New Me napisał/a:Agnes76 napisał/a:netk53521 napisał/a: tak , odpadną. Będę pierwszym człowiekiem na świecie , któremu odpadną ręce od gotowania.
Widzisz, żonie po latach też mogą ręce już odpadać.
Mnie to akurat nie dziwi.
Jest jeszcze inne wyjście z sytuacji - w pewne dni podasz gotowca. Bo jej nie chodzi że musisz Ty gotować, raczej o to, żeby ona nie musiała robić tego codziennie.

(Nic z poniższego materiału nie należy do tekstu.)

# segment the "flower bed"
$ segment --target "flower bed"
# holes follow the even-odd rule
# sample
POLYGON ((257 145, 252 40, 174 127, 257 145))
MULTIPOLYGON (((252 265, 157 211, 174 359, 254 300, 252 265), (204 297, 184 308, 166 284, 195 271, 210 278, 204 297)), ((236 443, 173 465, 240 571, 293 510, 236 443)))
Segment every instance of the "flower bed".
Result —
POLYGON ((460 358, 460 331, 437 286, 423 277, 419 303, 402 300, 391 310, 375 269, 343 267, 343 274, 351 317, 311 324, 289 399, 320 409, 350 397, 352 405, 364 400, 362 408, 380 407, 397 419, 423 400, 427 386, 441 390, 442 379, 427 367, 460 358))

Dokladnie ale co on moze wiedziec. Ja bym.mu chinskie zupki gotowala 
To by była dobra rada gdyby nie było dziecka. Nie da się żywić rodziny w ten sposób. Ponadto obiad to nie tylko zupa na talerzu. Dla wielu osób to coś więcej. To czas dla rodziny, to wspólny posiłek, to niejednokrotnie poczucie wspólnoty, domu na zasadzie ciepłego i przyjaznego miejsca do życia a nie czterech ścian w których się mieszka.
Każda praca wykonywana bez przerwy, dzień za dniem, tydzień za tygodniem, miesiąc za miesiącem, i tak przez lata, potrafi doprowadzić do wyczerpania. Od każdej pracy, nawet tej lubianej wi wykonywanej z przyjemnością potrzebujemy od czasu do czasu odpocząć. Po to mamy urlop, po to wyjeżdżamy z domu, bo to powód by wyrwać się z kieratu który zaczyna nas wypalać.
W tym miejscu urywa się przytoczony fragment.